Tuesday, May 30, 2006 12:16 AM
To my knowledge, there are no strain or stress gauges on coaster structures prediciting when a support or bracket will fail. This can be done, but it really isn't practical. The best method as Jeff mentioned would be to utilize a visual check. This approach is used by many parks.
When a coaster shows a fault, if the ride has a panelview, it will show a fault code. This fault code can be back tracked in the PLC program (usually Controllogix or RSlogix) and the sensor identifying the fault can be located. This will then show if the issue is a mechanical (train placement for example) or a electrical issue (bad drive, bad prox or cable for example). Once the sensor detecting the 'non-normal' situation has been found, the issue can be addressed. A bracket failue would never have been predicted by anything in the program. The only way to prevent it would have been with visual checks.

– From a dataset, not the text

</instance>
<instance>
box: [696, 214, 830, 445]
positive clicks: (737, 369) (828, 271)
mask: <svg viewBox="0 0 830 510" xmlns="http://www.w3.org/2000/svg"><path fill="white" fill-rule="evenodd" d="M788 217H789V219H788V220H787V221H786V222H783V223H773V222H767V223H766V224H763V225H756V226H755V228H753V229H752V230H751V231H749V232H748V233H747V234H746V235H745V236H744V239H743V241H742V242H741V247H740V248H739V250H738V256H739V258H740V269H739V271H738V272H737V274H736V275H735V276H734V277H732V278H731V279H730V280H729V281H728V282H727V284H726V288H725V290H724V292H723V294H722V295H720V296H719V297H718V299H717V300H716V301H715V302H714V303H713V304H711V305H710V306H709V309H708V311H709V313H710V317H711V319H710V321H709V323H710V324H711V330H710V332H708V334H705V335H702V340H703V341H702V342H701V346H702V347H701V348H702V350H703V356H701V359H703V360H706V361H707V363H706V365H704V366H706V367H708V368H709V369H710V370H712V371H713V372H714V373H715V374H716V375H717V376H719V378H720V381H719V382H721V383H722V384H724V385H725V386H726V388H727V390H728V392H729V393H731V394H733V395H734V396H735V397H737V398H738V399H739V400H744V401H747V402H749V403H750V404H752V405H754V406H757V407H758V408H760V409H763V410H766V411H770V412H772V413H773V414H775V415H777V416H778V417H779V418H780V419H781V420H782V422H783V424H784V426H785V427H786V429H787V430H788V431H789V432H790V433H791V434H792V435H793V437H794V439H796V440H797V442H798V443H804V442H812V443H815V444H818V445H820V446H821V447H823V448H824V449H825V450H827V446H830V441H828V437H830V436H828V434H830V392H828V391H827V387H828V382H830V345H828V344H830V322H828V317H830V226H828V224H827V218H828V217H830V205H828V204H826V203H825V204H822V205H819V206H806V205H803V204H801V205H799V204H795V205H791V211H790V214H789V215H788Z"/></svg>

*** This post was edited by Jon Smith 5/30/2006 12:17:47 AM ***
Wednesday, May 31, 2006 5:50 PM
Knowning only a little about metal fatigue from my days as a Battlebots competitor I would agree that there is practically no way that you could engineer some kind of system to monitor general metal fatigue or "This peice is going to break RIGHT NOW" in real time.
There are ways to detect metal fatigue, and I would expect that it might be possible that in the future, during a routine maintanance check, if no other obvious signs are found, they might scan for it on "high use" areas of the ride such as the break runs or lift / launch areas...
Don't know though... it might not be that practical. As many have stated, this really was just a freak accident and thank goodness no one was seriously hurt.